Üst Işığın Enerjisi

Bilin ki, oluşumlar oluşmadan ve yaratılanlar yaratılmadan önce, üst, basit bir ışık tüm realiteyi doldurmuştu… Bu, Yaratıcı’ın Kendisinden genişleyen ışığa işaret eder. Kabala bilgeliğinde ortaya çıkan tüm isimlerin ve unvanların hiçbir şekilde Yaratıcı’nın Kendisinde değil, sadece O’nun Kendisinden genişleyen Işık’ta olduğunu bilin. (Baal HaSulam, 10 Sefirot Çalışması, Cilt-1, Kısım-1, Bölüm-1, “Kısıtlama ve Çizgi”).

Yaradan, var olan her şeyin kaynağıdır. O’ndan yayılana ışık denir.

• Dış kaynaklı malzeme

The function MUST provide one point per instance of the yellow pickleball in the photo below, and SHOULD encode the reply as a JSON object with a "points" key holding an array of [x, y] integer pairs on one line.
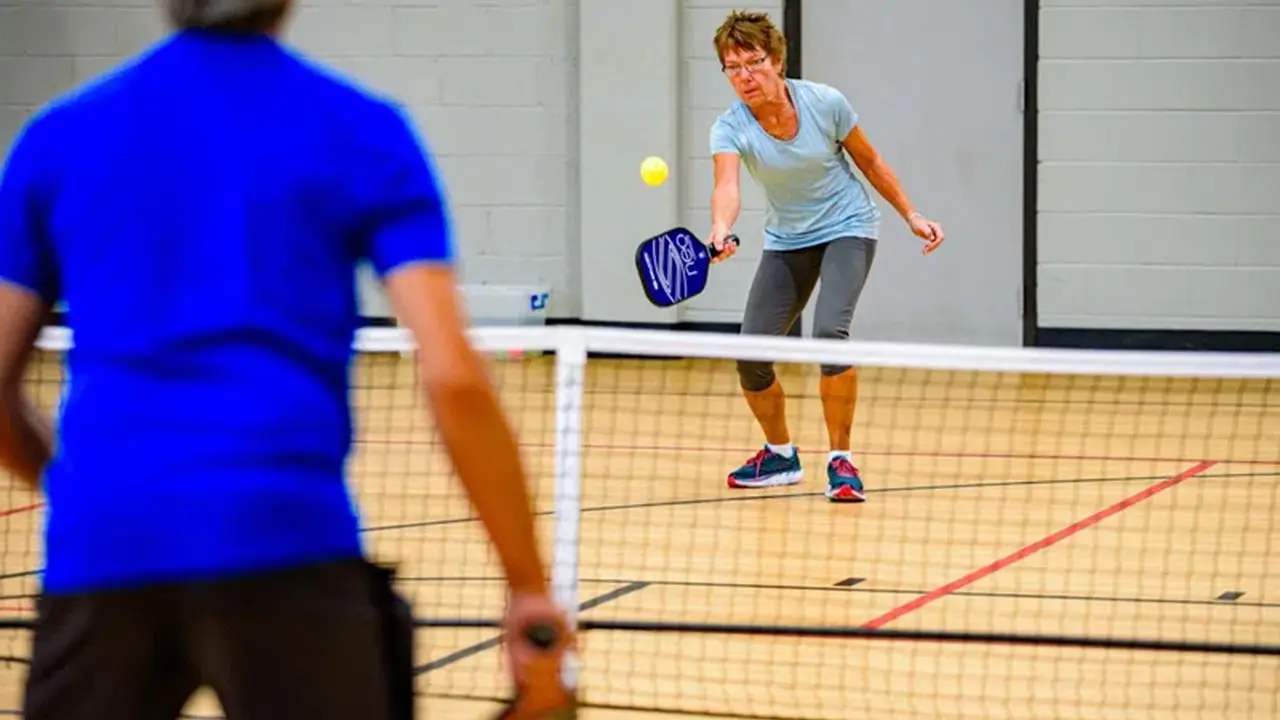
{"points": [[653, 171]]}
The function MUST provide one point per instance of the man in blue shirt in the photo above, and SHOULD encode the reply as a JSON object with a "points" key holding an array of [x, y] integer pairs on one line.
{"points": [[821, 224], [202, 210]]}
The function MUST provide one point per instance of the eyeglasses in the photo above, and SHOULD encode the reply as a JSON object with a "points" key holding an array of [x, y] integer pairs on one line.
{"points": [[750, 65]]}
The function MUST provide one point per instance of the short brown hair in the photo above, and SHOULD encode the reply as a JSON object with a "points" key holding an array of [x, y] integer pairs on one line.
{"points": [[746, 30], [245, 16]]}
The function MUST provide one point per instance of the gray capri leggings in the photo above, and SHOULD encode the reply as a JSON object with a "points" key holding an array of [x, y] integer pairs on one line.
{"points": [[784, 282]]}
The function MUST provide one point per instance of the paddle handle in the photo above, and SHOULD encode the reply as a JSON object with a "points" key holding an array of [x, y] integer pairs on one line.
{"points": [[716, 253], [542, 698]]}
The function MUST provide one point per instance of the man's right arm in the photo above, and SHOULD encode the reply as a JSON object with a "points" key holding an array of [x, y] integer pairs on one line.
{"points": [[411, 247], [471, 423]]}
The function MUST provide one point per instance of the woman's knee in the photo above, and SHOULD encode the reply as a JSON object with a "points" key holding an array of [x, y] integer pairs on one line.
{"points": [[754, 376]]}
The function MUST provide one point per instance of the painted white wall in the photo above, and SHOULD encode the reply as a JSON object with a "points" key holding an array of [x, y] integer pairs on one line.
{"points": [[1160, 164], [938, 91]]}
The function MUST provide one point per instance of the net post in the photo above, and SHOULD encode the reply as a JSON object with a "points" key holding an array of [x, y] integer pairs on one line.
{"points": [[570, 376]]}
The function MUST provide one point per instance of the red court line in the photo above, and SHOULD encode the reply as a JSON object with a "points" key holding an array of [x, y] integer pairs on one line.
{"points": [[937, 454], [21, 510], [920, 601]]}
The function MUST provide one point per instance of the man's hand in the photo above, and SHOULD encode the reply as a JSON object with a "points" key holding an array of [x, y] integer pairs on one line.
{"points": [[928, 231], [524, 611]]}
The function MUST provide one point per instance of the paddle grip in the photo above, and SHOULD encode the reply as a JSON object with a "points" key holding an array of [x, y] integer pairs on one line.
{"points": [[716, 253], [542, 636]]}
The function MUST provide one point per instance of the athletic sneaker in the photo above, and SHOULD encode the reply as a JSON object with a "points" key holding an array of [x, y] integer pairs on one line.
{"points": [[844, 484], [768, 469]]}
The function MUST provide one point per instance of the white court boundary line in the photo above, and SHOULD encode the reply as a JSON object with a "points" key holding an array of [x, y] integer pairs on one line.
{"points": [[918, 355]]}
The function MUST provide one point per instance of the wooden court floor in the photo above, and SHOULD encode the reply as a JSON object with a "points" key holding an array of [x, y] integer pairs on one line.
{"points": [[1087, 506]]}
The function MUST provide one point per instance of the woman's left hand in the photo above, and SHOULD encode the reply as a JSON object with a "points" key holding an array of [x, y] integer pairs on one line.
{"points": [[928, 231]]}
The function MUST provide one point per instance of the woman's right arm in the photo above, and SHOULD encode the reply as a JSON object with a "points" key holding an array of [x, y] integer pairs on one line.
{"points": [[726, 201]]}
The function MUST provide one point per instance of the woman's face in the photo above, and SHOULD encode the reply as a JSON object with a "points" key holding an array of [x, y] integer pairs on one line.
{"points": [[754, 74]]}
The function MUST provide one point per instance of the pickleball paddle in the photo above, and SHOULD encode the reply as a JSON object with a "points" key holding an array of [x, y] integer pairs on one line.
{"points": [[673, 265], [542, 695]]}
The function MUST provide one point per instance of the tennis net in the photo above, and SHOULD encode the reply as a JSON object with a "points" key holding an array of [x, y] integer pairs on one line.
{"points": [[1046, 532]]}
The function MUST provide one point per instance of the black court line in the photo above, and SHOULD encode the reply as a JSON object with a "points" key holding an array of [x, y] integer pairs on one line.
{"points": [[872, 591], [767, 496], [494, 642]]}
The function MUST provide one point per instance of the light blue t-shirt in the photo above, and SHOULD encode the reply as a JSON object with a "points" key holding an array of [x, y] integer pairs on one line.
{"points": [[810, 190]]}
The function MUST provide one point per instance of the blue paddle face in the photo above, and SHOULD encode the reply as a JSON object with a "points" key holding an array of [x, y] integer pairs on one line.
{"points": [[672, 267]]}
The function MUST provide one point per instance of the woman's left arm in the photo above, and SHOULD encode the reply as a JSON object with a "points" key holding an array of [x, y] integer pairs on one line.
{"points": [[882, 178]]}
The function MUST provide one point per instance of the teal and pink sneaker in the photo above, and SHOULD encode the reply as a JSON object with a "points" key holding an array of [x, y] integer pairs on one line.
{"points": [[768, 469], [844, 483]]}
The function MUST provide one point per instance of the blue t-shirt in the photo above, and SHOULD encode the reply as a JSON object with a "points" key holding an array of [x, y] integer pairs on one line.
{"points": [[812, 194], [202, 210]]}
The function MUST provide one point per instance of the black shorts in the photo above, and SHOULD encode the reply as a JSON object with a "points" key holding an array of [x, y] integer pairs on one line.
{"points": [[318, 642]]}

Bu; bizim fiziksel ışıkla ilgili değil, Yaradan’dan gelen yayılım ile ilgilidir. Kişi, ışığın kendi üzerindeki etkisini hissetmeye başladığında, ona etki eden ışık yavaş yavaş onu Yaradan’a benzer yapar. Yani ışık; özel bir enerji, özel bir nitelik taşır ve ışığın etkilediği biri Yaradan’ın bir benzerine dönüşür.

Bu, bir insanın nitelikleri içinde ifade edilir, aniden nasıl değiştiğini ve kendisini saran alanı, dünyamızı, üst dünyayı vb. nasıl kendisine tasvir ettiğini aniden hissetmeye başlar.

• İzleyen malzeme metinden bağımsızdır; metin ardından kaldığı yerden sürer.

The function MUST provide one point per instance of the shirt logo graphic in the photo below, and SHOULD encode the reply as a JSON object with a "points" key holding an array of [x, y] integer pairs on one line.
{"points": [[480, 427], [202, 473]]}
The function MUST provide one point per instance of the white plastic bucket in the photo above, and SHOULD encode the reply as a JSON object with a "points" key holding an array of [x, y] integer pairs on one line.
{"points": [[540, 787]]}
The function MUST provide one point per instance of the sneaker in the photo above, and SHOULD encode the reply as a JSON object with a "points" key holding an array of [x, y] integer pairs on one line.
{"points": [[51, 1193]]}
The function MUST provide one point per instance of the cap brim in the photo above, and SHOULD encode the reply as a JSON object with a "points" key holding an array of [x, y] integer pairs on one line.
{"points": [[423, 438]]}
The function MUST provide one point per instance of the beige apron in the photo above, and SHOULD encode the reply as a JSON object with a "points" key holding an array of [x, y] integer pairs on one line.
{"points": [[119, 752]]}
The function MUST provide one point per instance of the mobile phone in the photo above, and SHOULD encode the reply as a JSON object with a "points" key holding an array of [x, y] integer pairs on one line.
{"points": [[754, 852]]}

Bunlar, kişinin üst ışığın etkisinden aldığı ihsan etme ve sevgi nitelikleridir.

Soru: Bu, kişinin yavaş yavaş herkesi sevmeye başladığı anlamına mı geliyor?

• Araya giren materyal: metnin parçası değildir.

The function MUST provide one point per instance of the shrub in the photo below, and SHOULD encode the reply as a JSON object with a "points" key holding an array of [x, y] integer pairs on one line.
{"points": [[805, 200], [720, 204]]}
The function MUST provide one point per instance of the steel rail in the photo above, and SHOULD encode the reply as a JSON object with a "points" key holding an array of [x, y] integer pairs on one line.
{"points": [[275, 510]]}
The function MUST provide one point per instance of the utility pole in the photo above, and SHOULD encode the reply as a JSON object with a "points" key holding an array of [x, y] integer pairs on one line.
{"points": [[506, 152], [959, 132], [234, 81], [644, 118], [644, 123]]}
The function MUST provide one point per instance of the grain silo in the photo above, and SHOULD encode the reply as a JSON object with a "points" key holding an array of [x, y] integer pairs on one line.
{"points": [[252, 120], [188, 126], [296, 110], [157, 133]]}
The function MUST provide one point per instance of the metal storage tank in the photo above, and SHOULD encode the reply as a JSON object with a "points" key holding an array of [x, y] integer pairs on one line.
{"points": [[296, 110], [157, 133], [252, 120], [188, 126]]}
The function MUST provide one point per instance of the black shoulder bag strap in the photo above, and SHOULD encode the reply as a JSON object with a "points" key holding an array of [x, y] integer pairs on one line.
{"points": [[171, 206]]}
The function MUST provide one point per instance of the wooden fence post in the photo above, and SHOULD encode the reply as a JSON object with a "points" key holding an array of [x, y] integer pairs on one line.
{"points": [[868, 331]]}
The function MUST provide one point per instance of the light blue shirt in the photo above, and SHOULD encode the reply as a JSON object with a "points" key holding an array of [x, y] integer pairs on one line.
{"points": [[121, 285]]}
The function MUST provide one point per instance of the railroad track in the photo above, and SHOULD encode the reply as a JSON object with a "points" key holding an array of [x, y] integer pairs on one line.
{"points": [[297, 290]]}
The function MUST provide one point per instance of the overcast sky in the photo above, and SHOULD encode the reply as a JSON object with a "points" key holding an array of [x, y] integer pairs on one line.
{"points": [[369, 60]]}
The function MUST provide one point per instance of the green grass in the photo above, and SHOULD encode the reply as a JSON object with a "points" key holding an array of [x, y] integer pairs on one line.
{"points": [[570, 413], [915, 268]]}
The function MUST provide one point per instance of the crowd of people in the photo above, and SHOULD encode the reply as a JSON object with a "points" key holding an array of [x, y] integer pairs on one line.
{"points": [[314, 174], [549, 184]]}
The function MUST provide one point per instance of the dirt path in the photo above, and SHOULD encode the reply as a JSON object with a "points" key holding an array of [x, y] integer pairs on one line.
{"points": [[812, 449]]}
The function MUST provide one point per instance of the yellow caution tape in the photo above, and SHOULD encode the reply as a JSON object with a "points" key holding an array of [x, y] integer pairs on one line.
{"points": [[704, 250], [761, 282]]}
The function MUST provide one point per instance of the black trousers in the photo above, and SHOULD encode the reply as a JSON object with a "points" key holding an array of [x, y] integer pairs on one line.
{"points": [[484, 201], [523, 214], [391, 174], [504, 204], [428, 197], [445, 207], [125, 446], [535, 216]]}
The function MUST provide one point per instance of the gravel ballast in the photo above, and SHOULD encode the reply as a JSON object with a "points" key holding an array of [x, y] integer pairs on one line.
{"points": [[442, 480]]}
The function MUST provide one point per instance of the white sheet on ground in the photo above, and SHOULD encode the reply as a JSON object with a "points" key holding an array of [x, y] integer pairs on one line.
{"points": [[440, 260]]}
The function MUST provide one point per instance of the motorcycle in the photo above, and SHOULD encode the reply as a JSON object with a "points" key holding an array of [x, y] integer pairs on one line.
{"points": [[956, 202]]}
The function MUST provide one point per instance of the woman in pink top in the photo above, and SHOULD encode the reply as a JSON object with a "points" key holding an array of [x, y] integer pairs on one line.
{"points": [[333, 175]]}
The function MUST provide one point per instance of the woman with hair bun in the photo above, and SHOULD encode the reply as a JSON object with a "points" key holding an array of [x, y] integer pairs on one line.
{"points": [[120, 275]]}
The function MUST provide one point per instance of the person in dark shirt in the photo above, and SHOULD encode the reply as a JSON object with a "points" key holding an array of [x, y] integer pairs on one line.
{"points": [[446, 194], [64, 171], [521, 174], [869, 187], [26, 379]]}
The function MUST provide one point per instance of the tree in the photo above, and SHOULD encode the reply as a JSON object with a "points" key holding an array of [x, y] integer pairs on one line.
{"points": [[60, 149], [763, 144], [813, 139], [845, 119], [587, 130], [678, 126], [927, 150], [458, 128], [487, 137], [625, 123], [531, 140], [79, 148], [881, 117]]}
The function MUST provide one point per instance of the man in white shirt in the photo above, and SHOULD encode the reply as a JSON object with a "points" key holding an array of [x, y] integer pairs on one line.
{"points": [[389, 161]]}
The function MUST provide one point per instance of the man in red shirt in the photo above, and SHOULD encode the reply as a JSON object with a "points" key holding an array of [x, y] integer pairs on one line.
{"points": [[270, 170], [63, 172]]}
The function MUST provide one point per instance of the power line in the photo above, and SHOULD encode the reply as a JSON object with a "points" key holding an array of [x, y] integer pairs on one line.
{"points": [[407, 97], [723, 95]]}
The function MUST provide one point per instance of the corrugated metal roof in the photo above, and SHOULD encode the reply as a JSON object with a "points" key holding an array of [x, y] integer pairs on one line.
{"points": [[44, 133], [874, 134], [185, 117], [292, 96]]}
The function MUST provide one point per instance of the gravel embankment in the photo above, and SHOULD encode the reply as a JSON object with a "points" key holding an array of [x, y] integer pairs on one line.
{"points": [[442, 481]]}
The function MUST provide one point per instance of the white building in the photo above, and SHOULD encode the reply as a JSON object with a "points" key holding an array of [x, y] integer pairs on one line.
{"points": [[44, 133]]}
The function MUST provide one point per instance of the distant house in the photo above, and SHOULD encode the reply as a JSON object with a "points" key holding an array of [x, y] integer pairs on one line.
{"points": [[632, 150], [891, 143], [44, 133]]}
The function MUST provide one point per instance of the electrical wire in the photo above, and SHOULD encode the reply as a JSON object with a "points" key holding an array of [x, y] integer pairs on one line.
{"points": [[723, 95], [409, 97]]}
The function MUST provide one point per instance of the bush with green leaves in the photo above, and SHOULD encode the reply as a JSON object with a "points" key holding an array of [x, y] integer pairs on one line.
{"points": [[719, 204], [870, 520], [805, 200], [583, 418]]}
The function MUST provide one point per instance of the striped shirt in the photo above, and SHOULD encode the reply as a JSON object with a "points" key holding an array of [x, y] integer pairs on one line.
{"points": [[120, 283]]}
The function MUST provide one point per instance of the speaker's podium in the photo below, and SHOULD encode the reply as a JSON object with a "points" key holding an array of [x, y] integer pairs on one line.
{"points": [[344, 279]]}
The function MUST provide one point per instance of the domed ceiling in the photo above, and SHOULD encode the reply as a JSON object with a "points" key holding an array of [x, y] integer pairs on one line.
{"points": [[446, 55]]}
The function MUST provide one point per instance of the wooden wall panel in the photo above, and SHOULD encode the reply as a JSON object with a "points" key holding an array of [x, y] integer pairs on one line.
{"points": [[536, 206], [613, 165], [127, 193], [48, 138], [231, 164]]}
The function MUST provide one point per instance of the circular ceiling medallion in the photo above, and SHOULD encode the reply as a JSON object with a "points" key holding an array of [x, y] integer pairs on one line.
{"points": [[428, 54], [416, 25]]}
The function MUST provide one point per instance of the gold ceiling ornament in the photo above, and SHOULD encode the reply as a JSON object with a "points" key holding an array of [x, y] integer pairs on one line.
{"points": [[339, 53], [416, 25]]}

Cevap: Evet. Etrafındaki tüm evreni kesinlikle hissetmeye başlar ve tüm bunları tek bir ışık yarattığı için, ona ait olduğunu hisseder. Üst ışığı edinen kişi, her şeyin tek bir ışığın çalışması olduğunu ifşa eder.

Onun sevgisi, ilk olarak ışığın kaynağına yani Yaradan’a yöneliktir.

Soru: O halde, bir kişi TES’i çalıştığında, Yaradan’a olan sevginin niteliği eninde sonunda kişide ifşa olacak mı?

Cevap: Muhtemelen. Olması gereken bu ama hemen değil.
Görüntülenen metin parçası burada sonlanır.